提交表单后,您可以使用 name 和 sname。
welcome.php::
欢迎.php::
<?php
$name= $_POST["name"];
$sname= $_POST["sname"]; ?>
now you can use this variables as if you want.
现在您可以随意使用此变量。
回答by sqwk
Check whether there is any data in the $_POST array and get the values from it.

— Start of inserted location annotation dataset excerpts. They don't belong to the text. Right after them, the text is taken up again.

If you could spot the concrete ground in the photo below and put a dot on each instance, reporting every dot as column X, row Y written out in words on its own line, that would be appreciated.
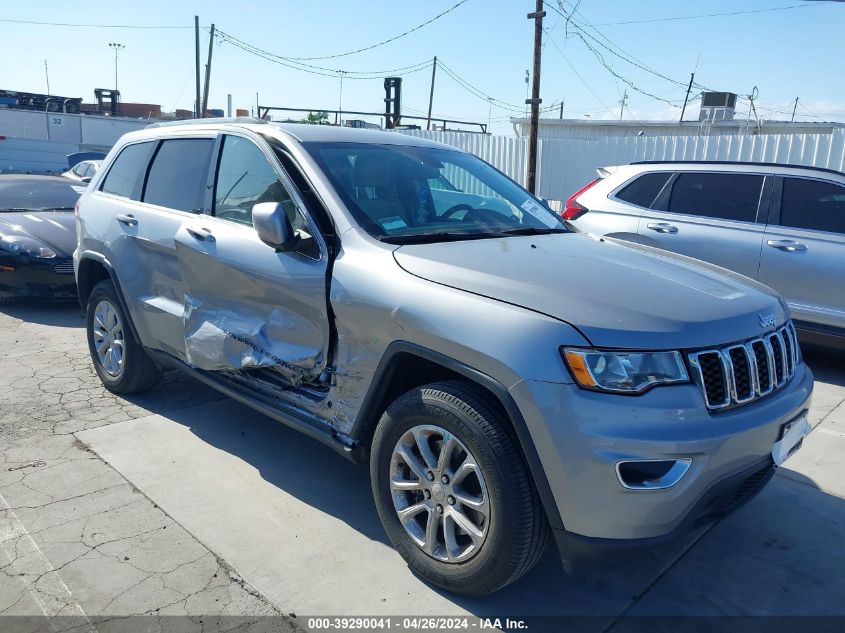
column 181, row 502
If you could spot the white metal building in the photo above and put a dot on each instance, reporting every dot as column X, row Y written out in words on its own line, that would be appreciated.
column 589, row 129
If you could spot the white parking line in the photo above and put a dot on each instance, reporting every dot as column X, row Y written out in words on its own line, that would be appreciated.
column 52, row 594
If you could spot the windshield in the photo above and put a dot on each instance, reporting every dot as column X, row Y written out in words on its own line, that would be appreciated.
column 403, row 194
column 34, row 194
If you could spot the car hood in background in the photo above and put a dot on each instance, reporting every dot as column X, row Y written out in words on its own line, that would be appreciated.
column 57, row 229
column 616, row 295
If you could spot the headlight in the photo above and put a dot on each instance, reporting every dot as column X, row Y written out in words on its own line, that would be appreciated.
column 624, row 372
column 22, row 245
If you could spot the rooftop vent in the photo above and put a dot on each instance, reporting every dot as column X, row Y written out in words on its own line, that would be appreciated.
column 717, row 106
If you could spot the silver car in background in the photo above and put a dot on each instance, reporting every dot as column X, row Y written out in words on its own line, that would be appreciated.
column 783, row 226
column 400, row 301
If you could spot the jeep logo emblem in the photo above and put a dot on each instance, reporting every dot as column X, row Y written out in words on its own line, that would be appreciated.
column 767, row 320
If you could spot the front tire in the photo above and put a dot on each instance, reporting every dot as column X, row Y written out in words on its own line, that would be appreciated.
column 452, row 489
column 119, row 359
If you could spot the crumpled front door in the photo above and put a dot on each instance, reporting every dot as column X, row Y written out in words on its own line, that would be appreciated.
column 247, row 306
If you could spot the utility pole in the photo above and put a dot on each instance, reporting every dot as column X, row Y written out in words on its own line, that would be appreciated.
column 341, row 73
column 197, row 102
column 431, row 93
column 207, row 73
column 686, row 98
column 527, row 90
column 117, row 46
column 535, row 100
column 489, row 112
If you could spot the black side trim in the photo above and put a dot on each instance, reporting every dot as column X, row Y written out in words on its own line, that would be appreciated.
column 734, row 162
column 287, row 416
column 381, row 381
column 821, row 335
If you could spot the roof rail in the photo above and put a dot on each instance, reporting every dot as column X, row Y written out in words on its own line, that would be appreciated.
column 206, row 121
column 735, row 162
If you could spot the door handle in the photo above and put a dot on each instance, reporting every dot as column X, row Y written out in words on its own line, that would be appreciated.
column 663, row 227
column 788, row 246
column 201, row 234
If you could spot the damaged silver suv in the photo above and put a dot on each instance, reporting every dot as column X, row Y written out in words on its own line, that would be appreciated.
column 507, row 380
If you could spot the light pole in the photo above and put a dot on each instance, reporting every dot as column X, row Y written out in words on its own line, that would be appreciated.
column 117, row 46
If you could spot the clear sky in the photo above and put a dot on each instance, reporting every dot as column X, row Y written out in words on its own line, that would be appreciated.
column 789, row 53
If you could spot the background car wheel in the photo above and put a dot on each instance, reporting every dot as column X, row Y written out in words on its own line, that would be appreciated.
column 119, row 360
column 452, row 489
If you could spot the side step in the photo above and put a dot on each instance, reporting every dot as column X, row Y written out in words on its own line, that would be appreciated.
column 276, row 409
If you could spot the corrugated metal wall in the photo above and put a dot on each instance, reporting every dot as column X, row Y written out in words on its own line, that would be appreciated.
column 565, row 165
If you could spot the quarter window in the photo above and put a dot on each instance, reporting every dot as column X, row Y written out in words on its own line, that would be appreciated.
column 178, row 174
column 127, row 171
column 717, row 195
column 813, row 204
column 643, row 191
column 245, row 178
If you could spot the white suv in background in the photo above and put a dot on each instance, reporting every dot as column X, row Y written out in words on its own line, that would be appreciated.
column 783, row 226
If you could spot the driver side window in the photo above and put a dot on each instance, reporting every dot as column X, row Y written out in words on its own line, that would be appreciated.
column 245, row 178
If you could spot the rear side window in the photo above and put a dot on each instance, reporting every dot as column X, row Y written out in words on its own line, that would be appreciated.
column 813, row 204
column 644, row 189
column 717, row 195
column 178, row 174
column 127, row 171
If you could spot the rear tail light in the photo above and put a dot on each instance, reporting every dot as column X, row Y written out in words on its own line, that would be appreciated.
column 573, row 210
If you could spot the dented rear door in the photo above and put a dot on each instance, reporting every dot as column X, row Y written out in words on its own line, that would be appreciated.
column 247, row 306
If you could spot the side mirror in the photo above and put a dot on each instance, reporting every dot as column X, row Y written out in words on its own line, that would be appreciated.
column 273, row 226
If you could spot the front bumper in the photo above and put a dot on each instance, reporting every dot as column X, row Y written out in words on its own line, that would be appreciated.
column 580, row 436
column 37, row 279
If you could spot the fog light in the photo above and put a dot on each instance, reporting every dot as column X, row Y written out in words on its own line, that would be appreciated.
column 651, row 474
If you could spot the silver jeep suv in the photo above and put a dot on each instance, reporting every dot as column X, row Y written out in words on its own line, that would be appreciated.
column 507, row 380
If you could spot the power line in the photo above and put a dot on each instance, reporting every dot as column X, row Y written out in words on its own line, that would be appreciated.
column 319, row 70
column 502, row 105
column 708, row 15
column 383, row 42
column 611, row 46
column 94, row 26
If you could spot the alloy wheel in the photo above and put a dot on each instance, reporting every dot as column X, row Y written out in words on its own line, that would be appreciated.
column 108, row 337
column 439, row 493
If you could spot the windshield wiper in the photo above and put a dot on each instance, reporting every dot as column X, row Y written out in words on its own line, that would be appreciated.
column 426, row 238
column 31, row 210
column 533, row 230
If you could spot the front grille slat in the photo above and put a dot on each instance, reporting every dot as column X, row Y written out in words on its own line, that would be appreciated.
column 740, row 373
column 779, row 357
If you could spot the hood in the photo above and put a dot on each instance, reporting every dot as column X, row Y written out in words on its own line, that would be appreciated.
column 617, row 295
column 57, row 229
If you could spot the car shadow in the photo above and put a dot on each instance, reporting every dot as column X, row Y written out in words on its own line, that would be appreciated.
column 53, row 313
column 755, row 555
column 286, row 459
column 827, row 363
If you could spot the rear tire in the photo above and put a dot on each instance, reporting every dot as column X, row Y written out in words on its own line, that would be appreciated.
column 507, row 530
column 119, row 359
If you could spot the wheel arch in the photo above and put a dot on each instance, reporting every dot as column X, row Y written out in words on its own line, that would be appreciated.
column 405, row 366
column 92, row 269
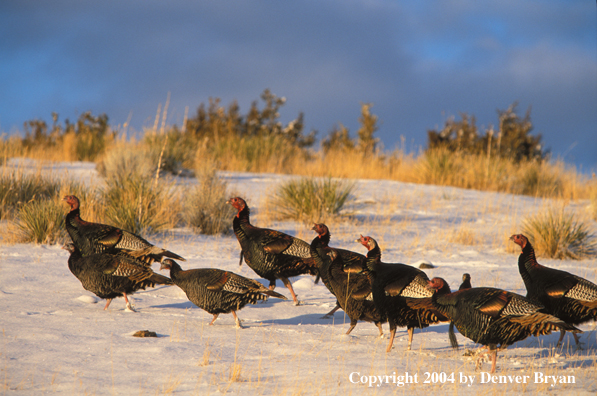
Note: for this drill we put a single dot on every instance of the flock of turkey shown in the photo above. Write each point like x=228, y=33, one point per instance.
x=111, y=262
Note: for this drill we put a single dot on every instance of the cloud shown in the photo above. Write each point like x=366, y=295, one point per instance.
x=418, y=62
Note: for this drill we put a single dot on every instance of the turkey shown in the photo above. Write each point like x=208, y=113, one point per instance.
x=491, y=316
x=569, y=297
x=355, y=261
x=392, y=284
x=271, y=254
x=349, y=284
x=466, y=284
x=217, y=291
x=94, y=238
x=112, y=275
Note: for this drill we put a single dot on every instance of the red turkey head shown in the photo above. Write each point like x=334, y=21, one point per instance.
x=69, y=247
x=320, y=229
x=238, y=203
x=72, y=201
x=333, y=254
x=436, y=284
x=368, y=242
x=166, y=264
x=520, y=240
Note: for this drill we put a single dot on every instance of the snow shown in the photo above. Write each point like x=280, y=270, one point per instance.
x=57, y=339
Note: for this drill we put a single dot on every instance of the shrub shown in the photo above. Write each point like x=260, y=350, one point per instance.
x=140, y=205
x=16, y=189
x=440, y=166
x=559, y=234
x=127, y=160
x=205, y=205
x=513, y=139
x=310, y=199
x=41, y=221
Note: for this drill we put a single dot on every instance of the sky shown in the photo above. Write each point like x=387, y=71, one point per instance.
x=417, y=62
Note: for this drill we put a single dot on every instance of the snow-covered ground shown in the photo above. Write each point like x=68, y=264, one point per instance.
x=56, y=338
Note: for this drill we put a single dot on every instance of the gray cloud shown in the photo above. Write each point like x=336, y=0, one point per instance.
x=418, y=62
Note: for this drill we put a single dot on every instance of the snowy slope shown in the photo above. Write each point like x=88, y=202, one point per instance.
x=57, y=340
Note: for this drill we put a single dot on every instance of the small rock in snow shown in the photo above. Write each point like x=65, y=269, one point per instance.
x=88, y=299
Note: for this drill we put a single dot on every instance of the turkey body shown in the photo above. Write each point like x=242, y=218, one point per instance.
x=109, y=276
x=466, y=284
x=350, y=285
x=95, y=238
x=271, y=254
x=491, y=316
x=217, y=291
x=392, y=285
x=569, y=297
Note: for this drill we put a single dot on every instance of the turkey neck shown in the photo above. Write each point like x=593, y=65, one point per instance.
x=241, y=224
x=72, y=222
x=374, y=259
x=317, y=253
x=174, y=271
x=527, y=263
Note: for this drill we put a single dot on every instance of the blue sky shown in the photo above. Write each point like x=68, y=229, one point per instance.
x=418, y=62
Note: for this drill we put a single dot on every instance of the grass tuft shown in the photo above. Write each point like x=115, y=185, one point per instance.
x=17, y=189
x=41, y=222
x=140, y=205
x=206, y=208
x=311, y=199
x=560, y=234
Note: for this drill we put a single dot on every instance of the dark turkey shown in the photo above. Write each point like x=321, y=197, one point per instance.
x=569, y=297
x=348, y=283
x=271, y=254
x=491, y=316
x=392, y=285
x=112, y=275
x=466, y=284
x=94, y=238
x=354, y=261
x=217, y=291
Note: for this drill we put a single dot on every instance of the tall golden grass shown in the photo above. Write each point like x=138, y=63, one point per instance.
x=275, y=154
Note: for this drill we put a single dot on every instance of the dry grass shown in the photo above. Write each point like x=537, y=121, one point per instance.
x=311, y=200
x=558, y=233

检查 $_POST 数组中是否有任何数据并从中获取值。
Have a look here—the second example down is what you need: http://www.w3schools.com/php/php_mysql_insert.asp
看看这里 - 第二个例子是你需要的:http: //www.w3schools.com/php/php_mysql_insert.asp
(You do have to make the changes that Shef suggested, though.)
(不过,您确实必须进行 Shef 建议的更改。)
Also remember to check your data-integrity, otherwise people could use your insert to run malicious code.
还要记住检查您的数据完整性,否则人们可能会使用您的插入来运行恶意代码。